Bir zamanlar, “bir varmış bir yokmuş” dediğimiz o masal zamanında, kalbur saman içinde, develer tellal, pireler berber iken, ben anamın beşiğini tıngır mıngır sallarken eski zamanlarda adı sanı unutulmuş bir köy varmış.
Bu köy, insanların o köyün yanından geçerken bile korkuyla baktığı, adeta perili olduğuna inandığı bir köymüş. Halk, efsanevi hayaletlerin bu köyde dolaştığını düşünerek uzak dururmuş. Ancak bir gün, güzeller güzeli bir genç kız bu köye gitmeye karar vermiş. O kız, bu köyde gerçekten hayaletlerin olmadığını düşünüyormuş.
Kız köye adım attığı anda, bir mucize gerçekleşmiş. Köy, bir anda yemyeşil ve çok güzel bir görünüme bürünmüş. Görünürdeki korkunç atmosfer kaybolmuş, köy adeta uyanmış. Artık insanlar o köye yerleşmeye başlamışlar.

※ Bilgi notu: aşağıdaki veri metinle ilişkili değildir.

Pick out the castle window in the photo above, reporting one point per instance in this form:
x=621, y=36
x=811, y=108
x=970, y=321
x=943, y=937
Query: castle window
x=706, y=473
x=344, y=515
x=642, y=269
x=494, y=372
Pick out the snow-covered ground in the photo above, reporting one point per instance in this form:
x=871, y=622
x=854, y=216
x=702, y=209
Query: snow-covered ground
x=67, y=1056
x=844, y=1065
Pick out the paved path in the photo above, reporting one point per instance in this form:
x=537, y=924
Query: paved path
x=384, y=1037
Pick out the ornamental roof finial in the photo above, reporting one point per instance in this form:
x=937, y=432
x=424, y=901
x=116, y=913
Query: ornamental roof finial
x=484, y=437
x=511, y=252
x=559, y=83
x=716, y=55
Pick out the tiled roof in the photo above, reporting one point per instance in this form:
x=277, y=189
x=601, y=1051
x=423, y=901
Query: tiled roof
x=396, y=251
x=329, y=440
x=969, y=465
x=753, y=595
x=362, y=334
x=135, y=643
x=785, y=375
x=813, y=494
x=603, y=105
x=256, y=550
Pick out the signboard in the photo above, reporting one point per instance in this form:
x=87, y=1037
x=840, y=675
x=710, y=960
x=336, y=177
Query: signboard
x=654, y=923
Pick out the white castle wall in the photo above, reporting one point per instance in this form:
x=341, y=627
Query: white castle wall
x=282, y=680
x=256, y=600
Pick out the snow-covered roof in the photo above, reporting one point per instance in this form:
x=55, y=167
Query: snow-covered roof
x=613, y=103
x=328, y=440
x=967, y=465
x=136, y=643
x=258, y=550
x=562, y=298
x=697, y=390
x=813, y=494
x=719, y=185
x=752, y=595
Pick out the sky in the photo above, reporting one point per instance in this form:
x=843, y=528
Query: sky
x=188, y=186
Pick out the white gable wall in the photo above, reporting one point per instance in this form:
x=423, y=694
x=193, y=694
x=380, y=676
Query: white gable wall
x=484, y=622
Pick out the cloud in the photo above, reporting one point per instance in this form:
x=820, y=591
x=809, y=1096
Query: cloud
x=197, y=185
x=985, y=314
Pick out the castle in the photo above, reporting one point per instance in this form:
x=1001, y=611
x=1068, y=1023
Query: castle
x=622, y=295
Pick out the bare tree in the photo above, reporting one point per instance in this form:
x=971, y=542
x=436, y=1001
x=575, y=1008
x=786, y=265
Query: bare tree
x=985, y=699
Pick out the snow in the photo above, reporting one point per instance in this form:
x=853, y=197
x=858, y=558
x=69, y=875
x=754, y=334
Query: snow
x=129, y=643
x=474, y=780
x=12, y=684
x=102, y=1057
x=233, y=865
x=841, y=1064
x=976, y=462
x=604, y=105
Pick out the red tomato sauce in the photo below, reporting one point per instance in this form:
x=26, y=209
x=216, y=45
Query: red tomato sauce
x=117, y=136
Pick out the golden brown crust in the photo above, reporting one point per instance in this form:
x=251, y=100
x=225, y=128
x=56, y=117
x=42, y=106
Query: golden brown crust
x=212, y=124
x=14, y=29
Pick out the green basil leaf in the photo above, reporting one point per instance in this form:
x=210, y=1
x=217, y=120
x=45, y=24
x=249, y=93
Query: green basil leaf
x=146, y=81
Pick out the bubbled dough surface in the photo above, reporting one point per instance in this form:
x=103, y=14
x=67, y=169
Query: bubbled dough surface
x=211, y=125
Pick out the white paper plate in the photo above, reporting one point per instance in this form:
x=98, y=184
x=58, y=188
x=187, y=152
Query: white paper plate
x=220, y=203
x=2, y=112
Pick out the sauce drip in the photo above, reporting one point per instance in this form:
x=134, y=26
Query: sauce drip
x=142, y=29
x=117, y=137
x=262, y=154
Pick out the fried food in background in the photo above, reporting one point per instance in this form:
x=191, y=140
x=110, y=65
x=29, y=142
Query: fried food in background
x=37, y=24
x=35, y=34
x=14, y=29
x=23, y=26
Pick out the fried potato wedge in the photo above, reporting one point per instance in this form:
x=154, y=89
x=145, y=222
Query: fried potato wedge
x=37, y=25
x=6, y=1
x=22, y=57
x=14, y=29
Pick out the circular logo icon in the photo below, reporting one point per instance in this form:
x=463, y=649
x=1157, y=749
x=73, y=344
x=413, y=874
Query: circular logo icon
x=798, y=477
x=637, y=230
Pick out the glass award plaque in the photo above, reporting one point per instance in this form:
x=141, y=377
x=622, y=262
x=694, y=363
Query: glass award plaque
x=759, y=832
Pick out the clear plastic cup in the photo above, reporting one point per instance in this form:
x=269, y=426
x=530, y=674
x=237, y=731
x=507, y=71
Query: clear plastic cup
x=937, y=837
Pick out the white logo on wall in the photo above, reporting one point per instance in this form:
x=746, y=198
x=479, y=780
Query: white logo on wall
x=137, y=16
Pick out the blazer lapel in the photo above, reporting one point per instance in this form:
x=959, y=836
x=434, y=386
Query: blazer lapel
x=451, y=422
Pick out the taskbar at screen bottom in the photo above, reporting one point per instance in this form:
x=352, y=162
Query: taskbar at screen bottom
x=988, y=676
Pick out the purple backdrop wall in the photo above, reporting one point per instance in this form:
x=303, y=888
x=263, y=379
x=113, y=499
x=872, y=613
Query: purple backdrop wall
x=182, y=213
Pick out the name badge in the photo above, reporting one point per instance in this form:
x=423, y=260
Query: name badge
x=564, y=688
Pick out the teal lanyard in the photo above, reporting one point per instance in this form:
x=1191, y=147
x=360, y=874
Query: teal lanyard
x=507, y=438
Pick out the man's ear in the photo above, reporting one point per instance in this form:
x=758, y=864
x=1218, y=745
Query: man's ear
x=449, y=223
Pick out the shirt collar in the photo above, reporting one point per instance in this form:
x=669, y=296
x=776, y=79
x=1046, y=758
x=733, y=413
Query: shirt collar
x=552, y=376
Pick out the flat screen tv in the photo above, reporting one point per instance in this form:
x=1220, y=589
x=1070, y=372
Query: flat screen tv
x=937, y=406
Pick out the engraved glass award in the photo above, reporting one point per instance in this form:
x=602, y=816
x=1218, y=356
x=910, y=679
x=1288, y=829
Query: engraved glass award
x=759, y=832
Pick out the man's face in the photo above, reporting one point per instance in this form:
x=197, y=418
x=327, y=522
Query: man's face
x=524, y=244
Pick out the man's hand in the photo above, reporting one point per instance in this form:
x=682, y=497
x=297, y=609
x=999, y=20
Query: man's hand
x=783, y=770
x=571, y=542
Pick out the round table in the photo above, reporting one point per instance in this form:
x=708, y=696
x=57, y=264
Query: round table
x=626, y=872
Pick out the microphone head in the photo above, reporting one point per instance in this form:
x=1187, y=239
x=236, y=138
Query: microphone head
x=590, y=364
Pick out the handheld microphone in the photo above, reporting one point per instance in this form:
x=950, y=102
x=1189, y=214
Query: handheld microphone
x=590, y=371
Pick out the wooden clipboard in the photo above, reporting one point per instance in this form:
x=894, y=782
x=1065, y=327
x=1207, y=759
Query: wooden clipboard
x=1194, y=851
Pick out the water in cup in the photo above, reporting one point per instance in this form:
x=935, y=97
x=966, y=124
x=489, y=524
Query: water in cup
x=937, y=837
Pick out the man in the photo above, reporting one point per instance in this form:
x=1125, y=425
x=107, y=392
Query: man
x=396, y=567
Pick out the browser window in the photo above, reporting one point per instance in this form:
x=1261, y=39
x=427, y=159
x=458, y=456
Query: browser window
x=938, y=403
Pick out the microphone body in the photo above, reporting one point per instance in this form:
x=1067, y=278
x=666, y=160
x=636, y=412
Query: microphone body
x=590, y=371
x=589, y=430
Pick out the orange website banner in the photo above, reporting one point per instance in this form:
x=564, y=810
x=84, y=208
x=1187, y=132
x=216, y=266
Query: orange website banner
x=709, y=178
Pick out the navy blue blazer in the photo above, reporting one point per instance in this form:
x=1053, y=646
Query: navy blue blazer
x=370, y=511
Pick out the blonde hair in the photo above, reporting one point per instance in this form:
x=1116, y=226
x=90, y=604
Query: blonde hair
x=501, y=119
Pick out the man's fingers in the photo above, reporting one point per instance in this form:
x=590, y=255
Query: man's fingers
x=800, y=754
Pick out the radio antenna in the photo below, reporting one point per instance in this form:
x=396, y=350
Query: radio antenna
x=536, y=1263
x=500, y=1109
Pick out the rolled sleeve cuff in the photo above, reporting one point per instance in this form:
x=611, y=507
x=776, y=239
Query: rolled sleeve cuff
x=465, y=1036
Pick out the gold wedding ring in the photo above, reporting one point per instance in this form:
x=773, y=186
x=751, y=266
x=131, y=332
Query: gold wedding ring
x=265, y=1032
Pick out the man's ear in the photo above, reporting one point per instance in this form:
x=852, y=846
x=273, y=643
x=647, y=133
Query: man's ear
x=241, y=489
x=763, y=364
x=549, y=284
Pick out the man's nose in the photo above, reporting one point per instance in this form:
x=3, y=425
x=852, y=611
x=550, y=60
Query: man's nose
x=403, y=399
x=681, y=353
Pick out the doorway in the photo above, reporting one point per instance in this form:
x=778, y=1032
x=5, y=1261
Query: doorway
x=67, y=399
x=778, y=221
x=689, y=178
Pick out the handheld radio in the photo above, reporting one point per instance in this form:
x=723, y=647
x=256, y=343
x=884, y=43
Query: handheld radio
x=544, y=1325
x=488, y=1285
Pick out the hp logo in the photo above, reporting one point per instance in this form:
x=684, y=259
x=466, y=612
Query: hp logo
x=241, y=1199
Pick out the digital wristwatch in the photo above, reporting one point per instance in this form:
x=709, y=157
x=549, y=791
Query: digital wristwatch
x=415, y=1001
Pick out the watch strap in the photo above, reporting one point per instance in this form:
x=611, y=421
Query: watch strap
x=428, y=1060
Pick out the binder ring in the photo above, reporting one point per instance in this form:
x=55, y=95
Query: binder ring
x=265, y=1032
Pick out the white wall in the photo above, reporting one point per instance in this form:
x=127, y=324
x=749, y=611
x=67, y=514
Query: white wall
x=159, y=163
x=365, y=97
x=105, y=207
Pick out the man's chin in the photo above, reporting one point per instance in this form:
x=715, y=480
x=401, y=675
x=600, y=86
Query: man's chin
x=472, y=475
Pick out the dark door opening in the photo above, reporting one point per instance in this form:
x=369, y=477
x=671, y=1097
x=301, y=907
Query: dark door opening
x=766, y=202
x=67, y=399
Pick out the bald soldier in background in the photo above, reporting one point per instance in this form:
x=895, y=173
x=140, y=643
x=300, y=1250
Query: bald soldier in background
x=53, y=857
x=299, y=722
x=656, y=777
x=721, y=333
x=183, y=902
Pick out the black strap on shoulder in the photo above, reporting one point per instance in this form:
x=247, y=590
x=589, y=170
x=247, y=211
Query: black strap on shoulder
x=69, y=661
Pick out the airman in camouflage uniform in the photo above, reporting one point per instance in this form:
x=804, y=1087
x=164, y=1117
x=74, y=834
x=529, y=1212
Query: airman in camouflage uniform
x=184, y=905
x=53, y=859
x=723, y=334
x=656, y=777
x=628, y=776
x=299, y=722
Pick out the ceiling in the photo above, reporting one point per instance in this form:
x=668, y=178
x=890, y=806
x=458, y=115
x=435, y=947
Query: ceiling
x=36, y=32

Ancak bilmedikleri bir gerçek varmış: O köye gelen kız aslında bir periymiş. Onun varlığıyla birlikte köy, eski ihtişamına kavuşmuş. İnsanlar, kızın sihirli varlığının etkisiyle, korku ve efsaneleri unutmuşlar. Köy, gerçekten de perili değilmiş, sadece sihirli bir perinin dokunuşuyla güzelleşmiş bir yer haline gelmiş.